In 1744 there was a dreadful fire in Haxey that burnt down 62 houses. The fire commenced in a flax manufactory near the Church and is supposed to have been the act of arson. A few days before the master of the manufactory discharged one of his men for misconduct who let fall some vindictive expressions He was committed to Lincoln Castle on suspicion but as no further evidence could be brought against him he was of course acquitted at the next Assizes.
The processing of flax had a number of stages;
After harvesting the flax crop underwent a process known as retting. The flax was laid in ponds or streams so that the flax fibres can be separated from the woody stem of the plant.
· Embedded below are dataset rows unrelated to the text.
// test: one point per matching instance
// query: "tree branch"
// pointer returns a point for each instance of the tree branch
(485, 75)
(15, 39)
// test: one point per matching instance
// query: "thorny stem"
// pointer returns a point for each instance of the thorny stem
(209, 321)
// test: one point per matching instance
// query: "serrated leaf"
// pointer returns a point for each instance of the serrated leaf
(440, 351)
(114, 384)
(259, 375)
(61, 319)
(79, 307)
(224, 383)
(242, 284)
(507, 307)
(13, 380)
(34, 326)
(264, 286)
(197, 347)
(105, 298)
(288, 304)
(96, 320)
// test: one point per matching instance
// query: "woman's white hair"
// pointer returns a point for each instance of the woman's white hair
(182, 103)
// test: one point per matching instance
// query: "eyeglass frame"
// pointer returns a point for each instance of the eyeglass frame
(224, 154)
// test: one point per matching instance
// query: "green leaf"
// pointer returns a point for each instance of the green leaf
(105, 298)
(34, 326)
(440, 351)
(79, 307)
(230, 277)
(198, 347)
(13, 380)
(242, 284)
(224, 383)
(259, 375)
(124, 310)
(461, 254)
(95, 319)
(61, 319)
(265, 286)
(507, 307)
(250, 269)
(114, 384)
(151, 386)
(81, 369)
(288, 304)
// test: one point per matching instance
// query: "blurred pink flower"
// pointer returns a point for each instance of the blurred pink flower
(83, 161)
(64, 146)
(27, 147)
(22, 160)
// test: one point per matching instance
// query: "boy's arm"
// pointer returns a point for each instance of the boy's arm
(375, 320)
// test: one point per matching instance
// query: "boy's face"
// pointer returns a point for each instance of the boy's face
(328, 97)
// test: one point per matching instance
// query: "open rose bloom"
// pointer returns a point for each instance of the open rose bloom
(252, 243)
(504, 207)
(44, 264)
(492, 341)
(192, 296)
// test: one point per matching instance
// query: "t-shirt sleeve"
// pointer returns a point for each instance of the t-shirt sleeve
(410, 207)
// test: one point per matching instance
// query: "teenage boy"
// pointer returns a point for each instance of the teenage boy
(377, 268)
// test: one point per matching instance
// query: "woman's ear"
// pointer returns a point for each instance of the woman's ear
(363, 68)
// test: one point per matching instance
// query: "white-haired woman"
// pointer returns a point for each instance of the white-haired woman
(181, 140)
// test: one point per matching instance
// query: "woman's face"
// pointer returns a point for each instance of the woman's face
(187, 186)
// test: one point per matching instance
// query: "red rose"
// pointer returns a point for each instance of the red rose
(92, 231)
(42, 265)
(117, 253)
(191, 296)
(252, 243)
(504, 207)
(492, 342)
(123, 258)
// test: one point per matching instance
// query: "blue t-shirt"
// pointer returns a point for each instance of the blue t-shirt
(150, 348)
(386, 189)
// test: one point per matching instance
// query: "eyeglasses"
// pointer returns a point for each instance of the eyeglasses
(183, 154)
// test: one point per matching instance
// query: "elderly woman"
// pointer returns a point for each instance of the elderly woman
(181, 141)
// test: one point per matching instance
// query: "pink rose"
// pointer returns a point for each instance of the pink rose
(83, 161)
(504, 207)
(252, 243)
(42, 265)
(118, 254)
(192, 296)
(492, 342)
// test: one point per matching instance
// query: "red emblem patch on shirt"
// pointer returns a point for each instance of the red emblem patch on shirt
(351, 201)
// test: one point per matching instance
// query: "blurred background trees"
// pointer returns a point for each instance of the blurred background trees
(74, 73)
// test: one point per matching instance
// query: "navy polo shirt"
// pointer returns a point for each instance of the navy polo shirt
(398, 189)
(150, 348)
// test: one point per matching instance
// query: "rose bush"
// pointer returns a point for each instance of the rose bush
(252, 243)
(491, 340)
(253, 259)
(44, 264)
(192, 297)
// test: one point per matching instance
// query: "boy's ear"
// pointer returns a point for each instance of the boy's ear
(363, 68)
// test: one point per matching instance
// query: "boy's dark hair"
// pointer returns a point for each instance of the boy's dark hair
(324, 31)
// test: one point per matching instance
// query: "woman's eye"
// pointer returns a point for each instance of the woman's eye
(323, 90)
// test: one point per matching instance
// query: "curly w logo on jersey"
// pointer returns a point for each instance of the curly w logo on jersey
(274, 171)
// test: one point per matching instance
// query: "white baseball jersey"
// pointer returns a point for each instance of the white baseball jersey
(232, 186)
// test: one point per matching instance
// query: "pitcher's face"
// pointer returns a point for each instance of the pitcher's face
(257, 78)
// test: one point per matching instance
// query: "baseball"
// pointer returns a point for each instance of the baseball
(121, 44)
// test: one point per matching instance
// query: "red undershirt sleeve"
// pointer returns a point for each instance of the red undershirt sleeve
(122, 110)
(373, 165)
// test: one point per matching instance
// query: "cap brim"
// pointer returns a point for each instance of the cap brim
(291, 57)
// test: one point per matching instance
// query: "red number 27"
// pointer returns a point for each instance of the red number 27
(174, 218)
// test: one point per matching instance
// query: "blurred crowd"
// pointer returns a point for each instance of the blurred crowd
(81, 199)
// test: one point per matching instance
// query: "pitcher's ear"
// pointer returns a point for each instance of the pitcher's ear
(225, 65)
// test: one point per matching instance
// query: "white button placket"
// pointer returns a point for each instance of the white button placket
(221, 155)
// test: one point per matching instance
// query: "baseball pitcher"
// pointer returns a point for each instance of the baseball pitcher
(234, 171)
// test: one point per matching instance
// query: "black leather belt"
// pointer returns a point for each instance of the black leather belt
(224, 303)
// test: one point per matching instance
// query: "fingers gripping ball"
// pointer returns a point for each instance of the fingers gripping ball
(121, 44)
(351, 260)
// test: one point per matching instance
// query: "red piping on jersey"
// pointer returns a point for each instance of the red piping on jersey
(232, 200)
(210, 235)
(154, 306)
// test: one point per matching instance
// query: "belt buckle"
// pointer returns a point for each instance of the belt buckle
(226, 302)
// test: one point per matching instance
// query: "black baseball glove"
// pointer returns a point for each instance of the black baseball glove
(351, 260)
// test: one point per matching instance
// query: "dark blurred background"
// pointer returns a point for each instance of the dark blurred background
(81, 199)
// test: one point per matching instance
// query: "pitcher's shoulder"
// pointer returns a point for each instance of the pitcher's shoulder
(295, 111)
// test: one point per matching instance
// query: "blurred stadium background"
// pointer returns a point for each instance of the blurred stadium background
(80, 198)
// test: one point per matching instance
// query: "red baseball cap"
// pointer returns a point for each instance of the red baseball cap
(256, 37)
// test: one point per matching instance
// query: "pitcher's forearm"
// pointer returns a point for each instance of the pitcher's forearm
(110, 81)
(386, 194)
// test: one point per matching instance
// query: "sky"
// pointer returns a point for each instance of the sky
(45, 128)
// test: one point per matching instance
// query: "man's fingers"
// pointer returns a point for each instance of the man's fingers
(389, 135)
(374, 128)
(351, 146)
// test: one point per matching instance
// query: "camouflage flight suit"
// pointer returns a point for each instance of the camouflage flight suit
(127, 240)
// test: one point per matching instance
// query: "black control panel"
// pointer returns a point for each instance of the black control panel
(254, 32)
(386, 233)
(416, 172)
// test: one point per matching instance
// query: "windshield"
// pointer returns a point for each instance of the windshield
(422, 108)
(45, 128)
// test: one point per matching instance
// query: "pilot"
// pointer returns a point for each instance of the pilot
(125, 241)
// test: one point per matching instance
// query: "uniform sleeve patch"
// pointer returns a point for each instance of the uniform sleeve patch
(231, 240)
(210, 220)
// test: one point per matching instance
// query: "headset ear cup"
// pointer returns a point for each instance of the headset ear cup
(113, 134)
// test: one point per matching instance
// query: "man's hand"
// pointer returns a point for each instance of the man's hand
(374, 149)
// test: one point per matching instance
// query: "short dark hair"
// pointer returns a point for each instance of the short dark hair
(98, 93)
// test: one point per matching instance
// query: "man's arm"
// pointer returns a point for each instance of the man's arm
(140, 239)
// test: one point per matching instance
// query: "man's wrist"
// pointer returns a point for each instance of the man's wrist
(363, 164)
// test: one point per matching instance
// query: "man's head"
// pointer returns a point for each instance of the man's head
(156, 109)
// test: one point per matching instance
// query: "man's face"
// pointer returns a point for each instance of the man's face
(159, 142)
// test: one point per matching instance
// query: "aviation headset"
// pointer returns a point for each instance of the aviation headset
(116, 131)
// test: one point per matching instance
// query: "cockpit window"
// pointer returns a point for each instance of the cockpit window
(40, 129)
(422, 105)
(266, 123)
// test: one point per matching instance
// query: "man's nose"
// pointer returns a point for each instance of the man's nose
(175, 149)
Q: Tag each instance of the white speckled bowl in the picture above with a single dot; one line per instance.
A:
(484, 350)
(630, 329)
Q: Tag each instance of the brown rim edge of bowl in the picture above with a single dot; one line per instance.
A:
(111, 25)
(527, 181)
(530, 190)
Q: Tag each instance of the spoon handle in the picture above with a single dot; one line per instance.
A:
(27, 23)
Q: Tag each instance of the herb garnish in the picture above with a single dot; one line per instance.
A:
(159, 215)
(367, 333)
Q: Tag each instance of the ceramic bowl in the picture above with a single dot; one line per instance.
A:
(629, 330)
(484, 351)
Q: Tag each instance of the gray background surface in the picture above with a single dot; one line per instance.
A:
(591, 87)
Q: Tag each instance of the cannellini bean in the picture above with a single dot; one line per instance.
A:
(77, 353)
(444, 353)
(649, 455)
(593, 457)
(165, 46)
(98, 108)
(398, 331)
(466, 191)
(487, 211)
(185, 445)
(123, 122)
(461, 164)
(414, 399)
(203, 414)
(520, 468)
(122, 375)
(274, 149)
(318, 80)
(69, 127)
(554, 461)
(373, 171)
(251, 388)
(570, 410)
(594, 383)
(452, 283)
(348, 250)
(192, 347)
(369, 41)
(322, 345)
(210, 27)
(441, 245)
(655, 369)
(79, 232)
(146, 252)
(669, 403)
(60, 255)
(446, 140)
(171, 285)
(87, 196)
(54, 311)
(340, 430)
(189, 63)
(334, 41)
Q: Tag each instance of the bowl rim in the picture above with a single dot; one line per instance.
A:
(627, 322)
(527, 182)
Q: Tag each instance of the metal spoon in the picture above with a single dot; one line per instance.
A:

The process would last up to several weeks an was extremely smelly – which is why retting pits were usually located at some distance from houses.
The retted plants were then laid out in a field to dry so that they could then be further processed through the following steps;
Breaking and Scutching – the stems of the flax plant were then broken so that the woody inner core can be separated from the fibres o the outside of the stem. Scutching was the initial process of combing out the woody inner core from the flax.
Heckling – This was a process similar to carding wool in which the flax fibre is passed through finer and finer combs until the skeins of fax resembled flaxen locks of hair.
The flax could then be used for weaving into sackcloth or for making ropes on a rope walk.
The ‘Retting Pits’ Project is part of the Heritage Lottery Funded IOAHC partnership and has a number of objectives.
To identify and record features associated with the flax industry including:
Mills and processing facilities
Rope walks etc.
Archaeological study of retting pits
Core samples for pollen analysis
Excavation of retting pit
Experimental archaeology project:
Grow flax and hemp
Process flax and hemp
Spin and weave flax & hemp into sackcloth and linen
Being part of the partnerships has some great benefits. Last year Project Wildscape ran a pollen identification workshop which I attended and learnt how to identify pollen. They will be running further workshops to help build a team of citizen scientists who can help with lots of different projects across the partnership.
Team Wildscape might also be helping out with the coring of retting pits so watch this space for more details!